The bigger substance of this short volume lies in the brief personal memoirs of these prominent “prisoners of conscience,” beginning with Simas Kudirka whose first visit to Tasmania in 1980 provided inspiration for the founding of the Friends. I avoid describing their contents, except to mention the pages devoted to Nijolë Sadûnaitë, because her persistence in publishing The Chronicle of the Lithuanian Catholic Church was particularly powerful in attracting the attention of that small number of listeners in the West (among whom the Friends must be counted) who would be prepared to under79 take some responsive action. However, the chapter on Lagle Parek, the Leader of Estonia’s National Independence Party at the time of Baltic liberation, helps me to focus a special issue. Back at the beginning of the 1980s she belonged to an idealistic group of young Estonians who sent an appeal to the governments of Norway, Sweden, Denmark, Finland, Iceland and the Soviet Union, asking them to “create a nuclear- free zone around the Baltic Sea”. Their effort was immediately and ruthlessly investigated by the KGB, and her own part in this protest of hope was rewarded with the sentence of six years in an ordinary regime labor camp, and three further years of “internal exile”. This sentence was passed in December 1983 and as memories are (alas) often short, it is probably necessary to state that this action by Lagle and her friends was much less “pointed” in its intention than another demonstration against the nuclear threat which had begun at Greenham Common in Berkshire, England, only weeks before this sentence was handed down. Is it too much to suggest that those who continue the traditions of that long-standing British protest might usefully be reminded of the strange distortions which still emanate from the reflections of Soviet history as they are mirrored in the Western mind?

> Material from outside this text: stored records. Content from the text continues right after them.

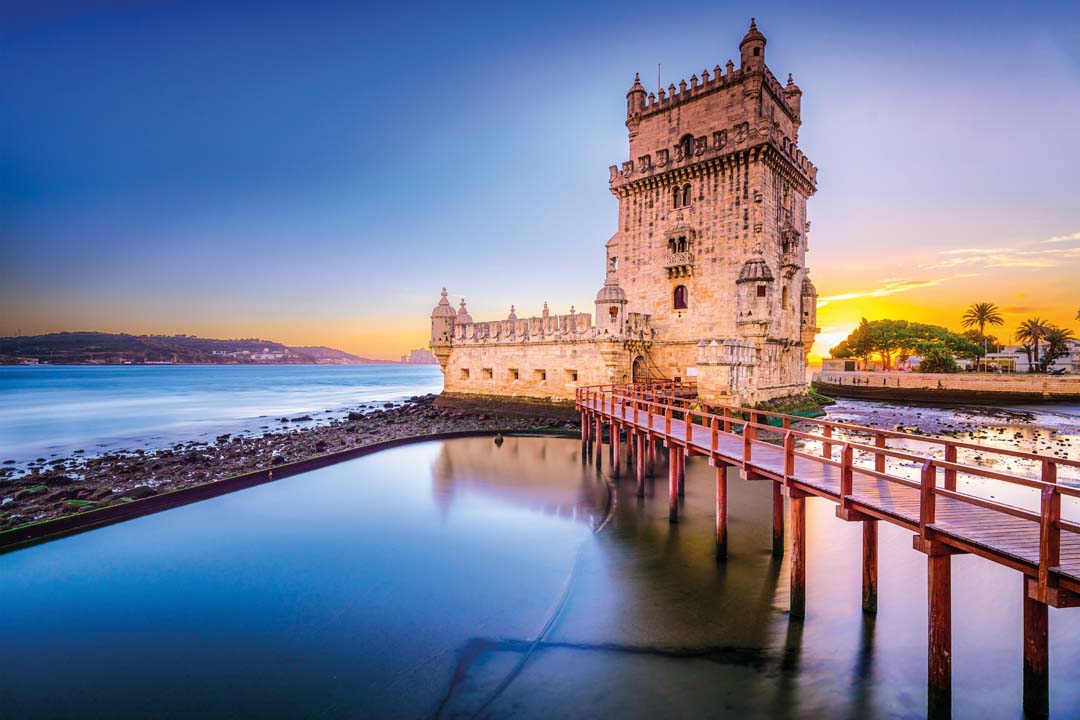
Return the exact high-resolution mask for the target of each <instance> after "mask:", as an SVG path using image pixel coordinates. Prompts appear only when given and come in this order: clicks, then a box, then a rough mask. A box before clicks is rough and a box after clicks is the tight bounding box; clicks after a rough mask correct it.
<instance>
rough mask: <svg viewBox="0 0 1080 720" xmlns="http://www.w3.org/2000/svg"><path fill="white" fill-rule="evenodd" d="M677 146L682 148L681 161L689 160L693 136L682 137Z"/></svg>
mask: <svg viewBox="0 0 1080 720" xmlns="http://www.w3.org/2000/svg"><path fill="white" fill-rule="evenodd" d="M678 144H679V147H681V148H683V160H689V159H690V157H691V155H693V135H684V136H683V139H681V140H679V141H678Z"/></svg>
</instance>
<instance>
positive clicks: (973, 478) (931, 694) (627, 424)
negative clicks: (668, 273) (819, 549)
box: [577, 382, 1080, 717]
mask: <svg viewBox="0 0 1080 720" xmlns="http://www.w3.org/2000/svg"><path fill="white" fill-rule="evenodd" d="M577 408H578V410H579V411H580V412H581V416H582V441H583V443H586V444H588V443H602V441H603V438H604V429H605V426H607V429H608V437H609V441H610V443H611V450H612V454H611V458H612V462H613V467H612V470H613V472H615V474H616V476H618V475H619V474H620V472H621V467H620V464H621V462H622V456H623V450H622V448H621V445H622V443H624V441H625V443H626V444H627V450H626V458H627V460H629V462H627V465H629V466H630V467H627V470H633V471H635V473H636V478H637V488H638V494H644V488H645V477H646V475H649V474H651V472H652V467H653V465H654V462H656V451H657V445H658V444H662V445H663V446H664V447H666V448H667V449H669V451H670V460H669V517H670V519H671V521H672V522H677V521H678V498H679V495H681V494H683V484H684V478H685V467H686V459H687V458H688V457H691V456H701V457H705V458H707V459H708V462H710V464H711V465H713V466H715V467H716V470H717V472H716V555H717V559H718V560H723V559H724V558H726V557H727V497H728V493H727V468H728V467H738V468H739V470H740V474H741V477H742V478H743V479H746V480H764V481H769V483H771V484H772V500H773V502H772V518H773V533H772V535H773V538H772V540H773V547H772V552H773V554H775V555H783V554H784V548H785V532H784V520H785V518H784V516H785V512H784V511H785V508H784V501H785V498H786V499H787V500H788V501H789V505H791V528H789V534H791V552H792V557H791V568H792V569H791V585H792V587H791V614H792V615H793V616H796V617H801V616H804V615H805V613H806V551H807V548H806V499H807V498H810V497H816V498H824V499H826V500H828V501H832V502H834V503H836V515H837V517H838V518H840V519H841V520H846V521H853V522H862V524H863V588H862V593H863V610H864V611H866V612H875V611H876V610H877V524H878V522H879V521H886V522H890V524H892V525H896V526H900V527H902V528H905V529H908V530H910V531H912V532H913V533H914V539H913V545H914V547H915V549H917V551H919V552H921V553H924V554H926V555H927V566H928V590H929V592H928V619H929V633H928V638H929V647H928V690H929V692H928V698H929V705H928V711H929V715H930V716H933V717H948V715H949V714H950V708H951V648H950V642H951V607H950V606H951V602H950V596H951V594H950V562H949V558H950V556H953V555H955V554H959V553H971V554H974V555H978V556H980V557H984V558H986V559H988V560H990V561H993V562H996V563H998V565H1002V566H1005V567H1008V568H1011V569H1013V570H1016V571H1018V572H1021V573H1023V574H1024V576H1025V579H1026V581H1025V583H1024V709H1025V711H1026V712H1027V714H1028V715H1029V716H1034V717H1040V716H1045V715H1048V712H1049V675H1048V666H1049V650H1048V644H1049V642H1048V641H1049V613H1048V608H1050V607H1053V608H1069V607H1076V606H1078V604H1080V522H1077V520H1076V517H1077V516H1078V515H1080V488H1076V487H1070V486H1066V485H1062V484H1059V483H1058V481H1057V474H1058V470H1059V468H1061V467H1068V468H1080V462H1078V461H1075V460H1068V459H1065V458H1058V457H1053V456H1045V454H1036V453H1030V452H1022V451H1018V450H1012V449H1007V448H995V447H990V446H986V445H978V444H974V443H964V441H960V440H951V439H943V438H934V437H928V436H924V435H916V434H913V433H903V432H895V431H885V430H879V429H873V427H864V426H860V425H852V424H846V423H838V422H832V421H826V420H822V419H813V418H802V417H797V416H787V415H782V413H777V412H768V411H762V410H754V409H747V408H734V407H723V408H715V409H713V408H706V407H703V406H702V405H701V404H700V403H699V402H698V400H697V397H696V393H694V390H693V386H692V385H686V384H680V383H674V382H658V383H651V384H634V385H599V386H592V388H582V389H580V390H579V391H578V394H577ZM598 458H599V454H598V453H597V459H598ZM1015 466H1018V467H1022V468H1024V471H1025V472H1023V473H1020V474H1014V472H1013V471H1012V468H1013V467H1015ZM1002 467H1005V468H1008V470H1010V471H1011V472H1008V473H1007V472H1002V470H1001V468H1002ZM1031 475H1034V477H1032V476H1031ZM991 485H993V490H994V495H995V497H997V498H1002V497H1003V498H1005V499H1007V500H1008V502H1003V501H1002V500H1000V499H991V498H990V494H991V493H990V492H989V491H988V486H991ZM1063 505H1064V508H1065V512H1064V513H1063Z"/></svg>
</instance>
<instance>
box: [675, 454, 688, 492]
mask: <svg viewBox="0 0 1080 720" xmlns="http://www.w3.org/2000/svg"><path fill="white" fill-rule="evenodd" d="M675 449H676V450H677V452H676V454H677V456H678V497H679V498H685V497H686V459H687V457H689V454H690V453H689V450H688V449H686V448H675Z"/></svg>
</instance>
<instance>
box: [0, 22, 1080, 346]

Although it lacks a certain editorial finesse, this concise book leaves the reader with many things to ponder. Not least among them is the two-page map which marks the locations of the many hundreds of Prison Camps and Psychiatric Prisons of the USSR. Their number and distribution is a brutal reminder of Stalin’s horrendous legacy, but it is worth recalling (in this context of sensitivity to the persecution of religion by that God-hating regime), that it was a Moloch that consumed its own children, because men and women who believed themselves to be good Communists also went to the gulags by the million, and died there.

Reading between the lines, this book has grown impressively from undergraduate work by the authors at the Tasmania university. They are to be admired for their determination to share these perspectives with us in this way. Though a modest contribution, this is a useful volume which will serve to keep the historical memory alive, which is important because the message of human freedom is one which must resonate again in each new generation. We must be hopeful that Kate and Darien will be encouraged to take their research further in the future.